Showing posts with label Psalm 148. Show all posts
Showing posts with label Psalm 148. Show all posts

Sunday, May 2, 2010

Praising God in the storm

Instead of a Sunday morning at St. Stephen's or some other parish in Nebraska, I'm on an airplane from Memphis to Washington, D.C., having taken the very early flight to Memphis from Omaha this morning. I'm headed to the national Interfaith Power and Light conference; I serve on the board for Nebraska IPL and am representing us at this meeting.


It's a strange way for me to spend Sunday morning, and even stranger as I continue reading Bill McKibben's book Eaarth, check as I can for the latest news about the oil gushing into the Gulf, and fly in and out of the heavy rains and storms that Memphis has been experiencing. 


In my post The Day after Earth Day (April 23) I wrote: "The good news the day after Earth Day is that there doesn’t seem to be a major oil spill, though there is an oil slick that at the last report I heard measured ten miles by ten miles."   We have gone from that on April 23 to the headline Gulf Coast Towns Brace as Huge Oil Slick Nears Marshes as I checked today's New York Times. Describing the effects of the approaching huge oil slick, this story says: "But what is terrifying everyone from bird watchers to the state officials charged with rebuilding the natural protections of this coast is that it now seems possible that a massive influx of oil could overwhelm and kill off the grasses that knit the ecosystem together."
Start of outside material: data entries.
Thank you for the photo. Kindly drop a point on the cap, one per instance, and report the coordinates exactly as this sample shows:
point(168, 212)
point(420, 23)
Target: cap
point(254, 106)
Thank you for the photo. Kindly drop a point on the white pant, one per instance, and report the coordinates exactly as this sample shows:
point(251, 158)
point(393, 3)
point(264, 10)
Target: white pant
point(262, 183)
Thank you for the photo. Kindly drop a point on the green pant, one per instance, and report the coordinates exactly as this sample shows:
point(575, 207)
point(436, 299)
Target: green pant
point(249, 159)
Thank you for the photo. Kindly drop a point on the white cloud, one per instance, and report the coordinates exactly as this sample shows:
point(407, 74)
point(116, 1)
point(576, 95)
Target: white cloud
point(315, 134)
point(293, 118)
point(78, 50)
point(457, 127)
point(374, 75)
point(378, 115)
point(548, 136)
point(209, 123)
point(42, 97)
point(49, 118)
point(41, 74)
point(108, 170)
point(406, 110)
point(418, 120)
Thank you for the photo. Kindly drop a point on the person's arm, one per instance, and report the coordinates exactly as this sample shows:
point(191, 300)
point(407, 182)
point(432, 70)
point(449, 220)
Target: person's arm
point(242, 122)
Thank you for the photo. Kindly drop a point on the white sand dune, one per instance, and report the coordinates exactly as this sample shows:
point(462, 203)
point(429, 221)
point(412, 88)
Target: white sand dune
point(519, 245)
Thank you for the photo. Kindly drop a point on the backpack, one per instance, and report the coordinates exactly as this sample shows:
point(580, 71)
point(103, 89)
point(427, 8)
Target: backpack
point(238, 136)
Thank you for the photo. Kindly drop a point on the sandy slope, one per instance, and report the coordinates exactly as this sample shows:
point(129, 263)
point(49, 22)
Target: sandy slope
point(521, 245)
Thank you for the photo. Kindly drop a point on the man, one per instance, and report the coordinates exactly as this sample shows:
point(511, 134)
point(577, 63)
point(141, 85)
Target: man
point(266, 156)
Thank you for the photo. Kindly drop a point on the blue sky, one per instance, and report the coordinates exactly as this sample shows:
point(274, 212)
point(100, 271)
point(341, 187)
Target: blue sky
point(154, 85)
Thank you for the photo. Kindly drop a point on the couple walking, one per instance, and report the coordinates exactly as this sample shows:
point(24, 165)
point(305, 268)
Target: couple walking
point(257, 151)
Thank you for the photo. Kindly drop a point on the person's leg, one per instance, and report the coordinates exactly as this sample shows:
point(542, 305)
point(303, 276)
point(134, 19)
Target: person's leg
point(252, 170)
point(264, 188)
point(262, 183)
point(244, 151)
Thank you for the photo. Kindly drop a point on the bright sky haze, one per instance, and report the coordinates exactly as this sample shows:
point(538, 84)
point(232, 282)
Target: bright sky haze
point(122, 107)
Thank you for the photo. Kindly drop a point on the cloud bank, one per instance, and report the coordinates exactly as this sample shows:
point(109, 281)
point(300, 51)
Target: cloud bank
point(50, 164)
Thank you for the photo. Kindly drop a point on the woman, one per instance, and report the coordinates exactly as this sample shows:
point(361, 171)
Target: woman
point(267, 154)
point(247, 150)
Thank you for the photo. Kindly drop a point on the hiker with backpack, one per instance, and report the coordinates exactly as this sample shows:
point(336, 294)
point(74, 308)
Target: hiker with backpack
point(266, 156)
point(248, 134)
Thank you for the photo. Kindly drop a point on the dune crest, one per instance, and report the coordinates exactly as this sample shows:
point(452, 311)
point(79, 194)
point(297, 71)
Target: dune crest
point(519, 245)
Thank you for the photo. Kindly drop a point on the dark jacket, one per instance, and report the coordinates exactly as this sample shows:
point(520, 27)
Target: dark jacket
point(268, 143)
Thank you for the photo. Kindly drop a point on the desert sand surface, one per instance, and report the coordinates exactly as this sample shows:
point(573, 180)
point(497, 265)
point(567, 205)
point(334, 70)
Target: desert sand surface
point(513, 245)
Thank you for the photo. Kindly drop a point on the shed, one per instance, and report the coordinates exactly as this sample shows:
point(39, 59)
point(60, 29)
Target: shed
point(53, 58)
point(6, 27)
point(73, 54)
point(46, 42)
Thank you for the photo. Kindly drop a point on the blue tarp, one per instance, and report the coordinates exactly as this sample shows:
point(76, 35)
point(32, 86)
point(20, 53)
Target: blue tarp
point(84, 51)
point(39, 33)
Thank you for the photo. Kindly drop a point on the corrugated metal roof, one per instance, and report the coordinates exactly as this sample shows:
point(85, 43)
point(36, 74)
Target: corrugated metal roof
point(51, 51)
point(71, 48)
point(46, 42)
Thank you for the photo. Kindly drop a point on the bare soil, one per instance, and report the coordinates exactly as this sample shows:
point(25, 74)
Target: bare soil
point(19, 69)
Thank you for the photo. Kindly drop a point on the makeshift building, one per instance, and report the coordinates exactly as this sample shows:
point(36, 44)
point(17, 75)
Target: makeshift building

Meanwhile, the Revised Common Lectionary for today has us reading Psalm 148, which talks about all of creation being knit together in praise of God, the ruler of all creation:
7Praise the Lord from the earth, you sea monsters and all deeps,

8fire and hail, snow and frost, stormy wind fulfilling his command!
9Mountains and all hills, fruit trees and all cedars!
10Wild animals and all cattle, creeping things and flying birds!
11Kings of the earth and all peoples, princes and all rulers of the earth!
12Young men and women alike, old and young together!
13Let them praise the name of the Lord, for his name alone is exalted; his glory is above earth and heaven.


The book I'm reading talks about the increase of flooding storms as the temperature rises, since warmer air holds more moisture.  With the news from the Gulf getting more alarming by the day -- and the hour -- the attempt to solve some of our energy problems by increasing the number of offshore oil wells seems like a more problematic solution than some people, including some environmentalists, had led us to believe. Some of the things we have been seeing in recent months -- the increased snowfall in part of the United States and the heavy rains in Rio de Janeiro that caused loss of life and homes in landslides come to mind -- are most likely going to become more frequent.  


The solutions to our environmental woes aren't coming easily. They are difficult to figure out from an engineering and scientific point of view, and politically will be very difficult to implement, if we even find the political will to look past short-term concerns to the big picture. But people of faith are called to take on an extra challenge, to continue praising God in the midst of it all, to praise God in the storm.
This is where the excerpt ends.